A team of researchers from Australia's TMOS, the ARC Centre of Excellence for Transformative Meta-Optical Systems, has developed an ultralight infrared filter that could improve night vision technology.

According to the researchers, the filter is substantially thinner — even thinner than a piece of cling wrap — and could eventually be placed onto regular eyewear.

Artist's impression of non-linear infrared upconversion technology. Source: TMOSArtist's impression of non-linear infrared upconversion technology. Source: TMOS

Because most night vision goggles currently worn by military personnel and hunting enthusiasts tend to be large and bulky, they often avoid using the technology.
As such, the team developed the new ultra-light night vision filters, which weigh less than 1 gram, to enable users to glimpse both the visible and infrared spectrum. Additionally, the filters also allow users to drive safely in the dark.

Making it possible to reduce the footprint of this metasurface-based upconversion technology is that it requires fewer elements. The researchers noted that photons pass through a single resonant metasurface where they subsequently mix with a pump beam. Meanwhile, the resonant metasurface enhanced the energy of the photons, thereby drawing them into the visible light spectrum without the need to convert electrons as occurs with currently used technology. Further, this is also achievable at room temperature, thus eliminating the need for the bulky and heavy cooling systems also used in current technology.

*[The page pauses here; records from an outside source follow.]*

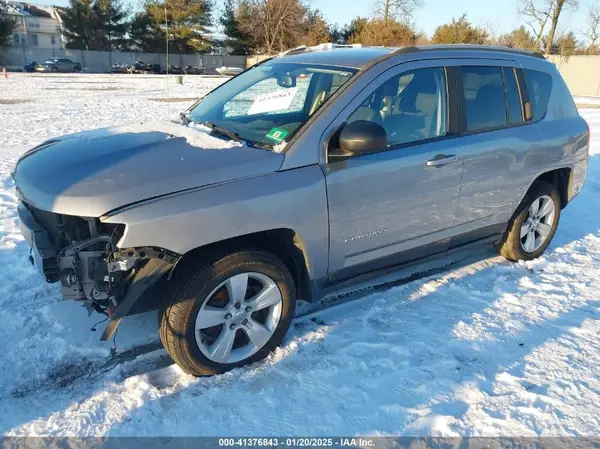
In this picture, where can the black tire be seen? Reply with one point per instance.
(511, 247)
(189, 290)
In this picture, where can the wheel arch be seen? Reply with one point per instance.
(284, 243)
(560, 178)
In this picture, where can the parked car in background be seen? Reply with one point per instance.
(142, 67)
(229, 71)
(30, 66)
(193, 70)
(118, 68)
(58, 65)
(176, 70)
(311, 171)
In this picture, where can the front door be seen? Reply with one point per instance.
(399, 203)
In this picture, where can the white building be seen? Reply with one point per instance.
(37, 26)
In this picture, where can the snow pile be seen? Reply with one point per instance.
(493, 348)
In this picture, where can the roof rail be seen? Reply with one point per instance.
(309, 48)
(470, 47)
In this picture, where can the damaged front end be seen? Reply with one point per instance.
(82, 254)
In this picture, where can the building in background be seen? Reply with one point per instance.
(37, 26)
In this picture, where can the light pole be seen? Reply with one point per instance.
(167, 36)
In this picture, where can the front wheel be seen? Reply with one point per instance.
(228, 312)
(534, 225)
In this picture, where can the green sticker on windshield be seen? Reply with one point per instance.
(277, 134)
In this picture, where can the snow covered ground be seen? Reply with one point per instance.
(493, 348)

“This is the first demonstration of high-resolution up-conversion imaging from 1550 nm infrared to visible 550 nm light in a non-local metasurface. We chose these wavelengths because 1550 nm, an infrared light, is commonly used for telecommunications, and 550 nm is visible light to which human eyes are highly sensitive. Future research will include expanding the range of wavelengths the device is sensitive to, aiming to obtain broadband IR imaging, as well as exploring image processing, including edge detection,” the researchers explained.

The researchers are eyeing the new filter for applications including surveillance, autonomous navigation and biological imaging industries, among others.

An article detailing the new filters, “Enhanced Infrared Vision by Nonlinear Up-Conversion in Nonlocal Metasurfaces,” appears in the journal Advanced Materials.